Outside there was a sound of rapid running. Dallas flung herself against the door, driving it shut. A second, and a weight was hurled against the outer battens. Then came four raps.
"Don't open! don't!" cried Marylyn. "Maybe it ain't Charley!"
But Dallas, undoubting, swung the door back, and into the room leaped a stooping figure.
It _was_ The Squaw.
He crouched, and moved his head from side to side, as if expecting a blow or a bullet from behind. His right hand held a bow; his left, a bundle of arrows. With these he beckoned violently, shaking the water from his tattered clothes and pointing over his shoulder to the west.
"We're coming, Charley. Dearie, stand up. Now, _now_!" Marylyn was dragged to her feet. The light was quenched. The outcast faced about.
And the three headed for the river, with The Squaw leading at a trot.
As they crossed the plowed land r.i.m.m.i.n.g the yard, sleepy birds fluttered up in front of them with startled cheeps and a whistle of wings. They swerved to find the shack road, along which the way was freer and more quiet, and the pace easy. Charley glanced back now and then to see if they were close; or, halted them, when they listened, holding their breath.

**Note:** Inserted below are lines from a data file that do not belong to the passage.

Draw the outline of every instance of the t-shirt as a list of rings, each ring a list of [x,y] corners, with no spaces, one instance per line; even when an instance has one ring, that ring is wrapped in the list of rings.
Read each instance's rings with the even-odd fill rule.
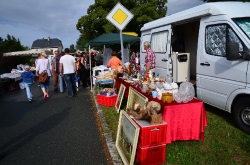
[[[111,69],[116,69],[120,65],[122,65],[122,62],[116,56],[113,56],[108,63],[108,67],[111,67]]]
[[[75,58],[73,56],[65,54],[60,58],[60,64],[63,64],[63,74],[75,73]]]

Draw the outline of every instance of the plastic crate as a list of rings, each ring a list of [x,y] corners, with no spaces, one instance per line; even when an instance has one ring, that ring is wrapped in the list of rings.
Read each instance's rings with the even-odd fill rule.
[[[140,165],[164,164],[166,161],[166,145],[141,148],[137,147],[136,162]]]
[[[142,148],[167,144],[167,123],[150,125],[146,120],[134,120],[140,127],[138,145]]]
[[[116,99],[117,99],[117,95],[103,96],[103,95],[97,94],[97,102],[98,102],[98,104],[106,106],[106,107],[115,106]]]

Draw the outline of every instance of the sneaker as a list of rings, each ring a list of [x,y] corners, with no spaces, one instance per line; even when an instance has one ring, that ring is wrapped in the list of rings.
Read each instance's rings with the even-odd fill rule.
[[[6,152],[0,151],[0,160],[2,160],[6,156]]]

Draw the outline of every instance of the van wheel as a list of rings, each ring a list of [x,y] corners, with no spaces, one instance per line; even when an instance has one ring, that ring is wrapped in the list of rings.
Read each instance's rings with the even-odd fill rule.
[[[238,126],[246,134],[250,135],[250,97],[241,97],[233,105],[233,118]]]

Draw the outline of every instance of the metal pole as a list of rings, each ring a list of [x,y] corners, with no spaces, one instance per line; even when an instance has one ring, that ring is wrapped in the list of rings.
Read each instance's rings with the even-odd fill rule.
[[[92,68],[91,68],[91,51],[89,45],[89,70],[90,70],[90,91],[92,92]]]
[[[121,41],[121,53],[122,53],[122,65],[124,65],[125,62],[124,62],[124,47],[123,47],[123,39],[122,39],[122,30],[120,30],[120,41]]]

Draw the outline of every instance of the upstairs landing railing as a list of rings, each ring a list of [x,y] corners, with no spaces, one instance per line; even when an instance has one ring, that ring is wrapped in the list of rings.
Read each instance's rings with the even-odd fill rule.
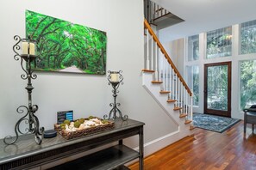
[[[153,21],[171,14],[168,10],[151,0],[144,0],[144,15],[151,24]]]
[[[153,72],[153,82],[161,83],[160,93],[168,94],[167,102],[175,102],[174,110],[180,117],[193,119],[193,95],[165,48],[145,19],[146,48],[143,71]]]

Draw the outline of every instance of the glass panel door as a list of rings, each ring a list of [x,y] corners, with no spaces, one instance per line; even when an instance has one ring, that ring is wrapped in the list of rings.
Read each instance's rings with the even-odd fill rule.
[[[204,112],[231,116],[231,62],[204,65]]]

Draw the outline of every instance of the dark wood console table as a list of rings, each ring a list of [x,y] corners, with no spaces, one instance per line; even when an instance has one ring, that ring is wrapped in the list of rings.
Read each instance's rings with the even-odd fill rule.
[[[66,140],[58,134],[56,137],[43,139],[35,143],[34,136],[21,136],[13,145],[5,145],[0,140],[0,169],[28,169],[74,155],[91,149],[118,141],[118,144],[94,154],[53,167],[76,166],[72,169],[126,169],[123,164],[139,158],[140,169],[143,169],[144,123],[128,119],[116,120],[115,128],[87,137]],[[123,145],[122,139],[139,135],[139,152]],[[81,166],[81,167],[79,167]],[[84,167],[87,166],[87,167]],[[69,168],[70,169],[70,168]]]

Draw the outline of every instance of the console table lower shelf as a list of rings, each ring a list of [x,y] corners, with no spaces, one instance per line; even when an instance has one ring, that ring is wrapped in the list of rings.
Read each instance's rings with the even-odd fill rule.
[[[115,127],[85,137],[66,140],[59,134],[53,138],[45,138],[41,145],[34,143],[33,135],[23,135],[12,145],[0,139],[0,170],[33,169],[128,169],[123,165],[139,159],[140,170],[143,170],[143,126],[144,123],[133,119],[115,121]],[[139,149],[123,145],[123,139],[139,136]],[[90,151],[91,149],[111,144],[117,145],[88,155],[61,165],[54,162],[70,156]],[[50,164],[50,167],[47,167]],[[55,166],[53,167],[53,166]]]
[[[140,154],[125,145],[116,145],[84,157],[52,167],[51,170],[128,169],[123,164],[139,158]]]

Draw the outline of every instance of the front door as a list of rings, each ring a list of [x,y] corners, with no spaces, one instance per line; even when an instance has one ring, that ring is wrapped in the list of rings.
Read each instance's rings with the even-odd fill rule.
[[[204,64],[204,113],[231,117],[231,62]]]

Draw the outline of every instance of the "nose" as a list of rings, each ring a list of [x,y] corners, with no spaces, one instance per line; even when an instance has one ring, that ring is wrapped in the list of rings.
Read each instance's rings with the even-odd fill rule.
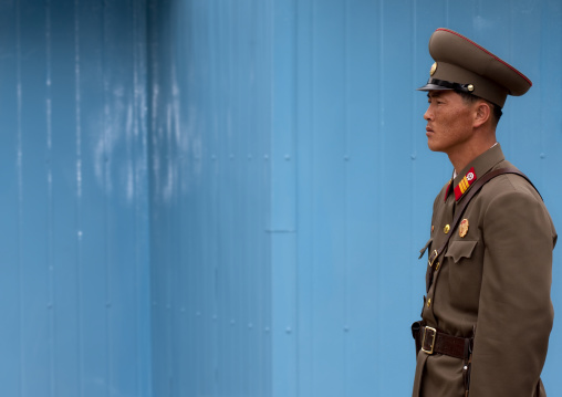
[[[429,111],[431,108],[431,106],[427,106],[427,111],[426,113],[424,113],[424,119],[426,122],[429,122],[431,118],[433,118],[433,113]]]

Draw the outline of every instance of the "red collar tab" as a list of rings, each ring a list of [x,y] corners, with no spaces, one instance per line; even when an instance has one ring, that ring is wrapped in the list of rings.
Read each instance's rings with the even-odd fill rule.
[[[447,189],[445,189],[445,197],[443,198],[444,201],[447,201],[447,197],[449,197],[451,185],[452,185],[452,178],[450,178],[449,182],[447,184]]]
[[[470,170],[465,175],[465,177],[460,180],[460,182],[455,186],[455,200],[459,200],[465,191],[468,190],[470,185],[472,185],[476,181],[476,173],[475,167],[470,168]]]

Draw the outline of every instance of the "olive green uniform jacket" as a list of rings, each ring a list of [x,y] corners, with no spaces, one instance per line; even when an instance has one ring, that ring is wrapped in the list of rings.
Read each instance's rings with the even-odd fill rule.
[[[465,177],[513,167],[493,146],[447,184],[434,203],[431,252],[448,237],[454,211],[470,190]],[[469,177],[470,178],[470,177]],[[458,197],[455,187],[466,191]],[[457,188],[458,190],[459,188]],[[556,232],[537,190],[521,176],[500,175],[471,199],[461,219],[468,231],[449,230],[448,247],[424,296],[426,325],[472,336],[470,397],[545,396],[540,375],[553,322],[550,299]],[[436,267],[436,264],[434,264]],[[414,397],[465,396],[462,359],[417,354]]]

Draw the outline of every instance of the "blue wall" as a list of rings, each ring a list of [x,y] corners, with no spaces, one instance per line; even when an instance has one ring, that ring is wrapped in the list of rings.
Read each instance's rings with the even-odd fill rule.
[[[498,136],[561,229],[561,21],[558,0],[0,0],[0,394],[408,395],[451,173],[414,91],[428,38],[533,81]]]

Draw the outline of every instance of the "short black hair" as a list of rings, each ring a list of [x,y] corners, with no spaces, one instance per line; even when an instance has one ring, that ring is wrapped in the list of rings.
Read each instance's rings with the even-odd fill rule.
[[[499,121],[501,118],[501,115],[503,114],[503,112],[501,111],[500,106],[498,106],[495,103],[491,103],[490,101],[485,100],[485,98],[482,98],[480,96],[476,96],[476,95],[472,95],[472,94],[469,94],[469,93],[466,93],[466,92],[462,92],[462,91],[457,91],[457,90],[455,90],[455,92],[457,94],[459,94],[462,97],[462,101],[465,101],[465,103],[467,103],[467,104],[475,103],[478,100],[486,101],[486,103],[488,105],[490,105],[490,107],[492,108],[492,115],[493,115],[495,125],[498,125],[498,123],[499,123]]]

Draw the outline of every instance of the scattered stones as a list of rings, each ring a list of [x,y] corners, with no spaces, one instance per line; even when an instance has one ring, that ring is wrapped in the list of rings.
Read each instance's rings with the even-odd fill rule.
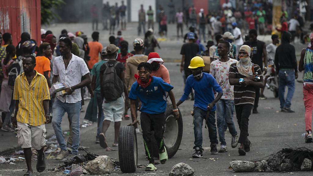
[[[267,169],[267,162],[265,160],[258,161],[254,163],[255,165],[255,171],[257,172],[265,172]]]
[[[236,172],[253,172],[255,165],[251,161],[234,161],[229,163],[229,167]]]
[[[110,157],[102,156],[88,162],[85,168],[90,174],[101,174],[111,173],[114,167]]]
[[[311,170],[311,167],[312,166],[312,162],[310,159],[305,158],[302,163],[300,168],[301,170],[303,171],[308,171]]]
[[[191,176],[193,175],[195,171],[187,164],[180,163],[173,167],[170,176]]]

They paused for the last time near the river end of the corn, and close to the coulee crossing. From there Dallas saw that the pyres were lower, and that other buildings of the Row were ablaze; the roof of a scout hut, too; and the prairie, over which travelled widening crescents of gold. But the fire was the only thing that was moving. For not a single man was in sight.
Charley was not watching toward Brannon, only along the nearer bank, to the south.
Of a sudden, as their eyes followed his, a gun-shot rang out from the cottonwood grove.
"Mr. Lounsbury!" cried Dallas, starting forward.